Information assurance is a relatively new business function, but its importance has grown exponentially as the use of computers, the Internet and laptops has become more widespread among businesses of all sizes. Although closely related to information security, the term information assurance is usually employed when the emphasis is on the corporate governance aspects of the field. For example, best practice would include setting up a programme of regular audits of an organisation's information security practices, together with regular review meetings to consider the audit findings and address any issues raised. This type of procedure is in line with quality methodologies within other business functions, such as the recommended auditing process within finance departments.

Although information assurance is a new field, it has grown very rapidly. There are several reasons for this, including the following:

• The ubiquity of computers and networks in businesses today, which have obvious security vulnerabilities.


• The growth in regulatory requirements placed on various industry sectors, such as banking, where compliance in information assurance must be demonstrated.


• The passing of relevant legislation on data protection, freedom of information, and misuse of computing resources.


• The huge advances in technology which have occurred in recent years, principally the spread of the Internet from an academics' plaything to an essential business resource.


• The growth in malicious hacking, and especially the recent proliferation of software which makes it easy even for non-expert users to engage in hacking at a basic level.


• The increasing awareness of cyber-threats among computer users and businesses.


• The growth of corporate governance as a business function, which also affects the standing of information assurance at board level.


• The growth of recognised standards (such as ISO 27001) which codify best practice, and the corresponding need for some businesses to demonstrate compliance with the standard.

Information assurance is sometimes seen purely as a cost, with no benefit.

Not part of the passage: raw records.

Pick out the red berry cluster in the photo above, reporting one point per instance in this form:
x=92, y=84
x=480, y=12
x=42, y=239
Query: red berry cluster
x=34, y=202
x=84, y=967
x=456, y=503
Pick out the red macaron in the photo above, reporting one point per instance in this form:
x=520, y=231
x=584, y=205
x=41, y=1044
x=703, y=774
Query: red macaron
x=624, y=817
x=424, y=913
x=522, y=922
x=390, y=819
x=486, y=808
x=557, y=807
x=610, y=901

However, when correctly deployed, it can be of great benefit to any organisation. To begin with, a business that takes information security seriously is less likely to experience a security incident that would severely impact on profitability, or, in the worst case, would terminate the business. Less dramatically, an organisation that has set up a well-thought-out information assurance system will find it easier and cheaper to adapt its measures to changes in the security environment, rather than having to re-create its countermeasures from scratch: this can lead to a saving of time and money. Finally, information assurance enables senior management simply to manage the business more efficiently and with more confidence, as it provides them with accurate tools and information about the current state of the business at every point. In short, information assurance is well worth the investment of resources, and has the potential to replay that investment many times over.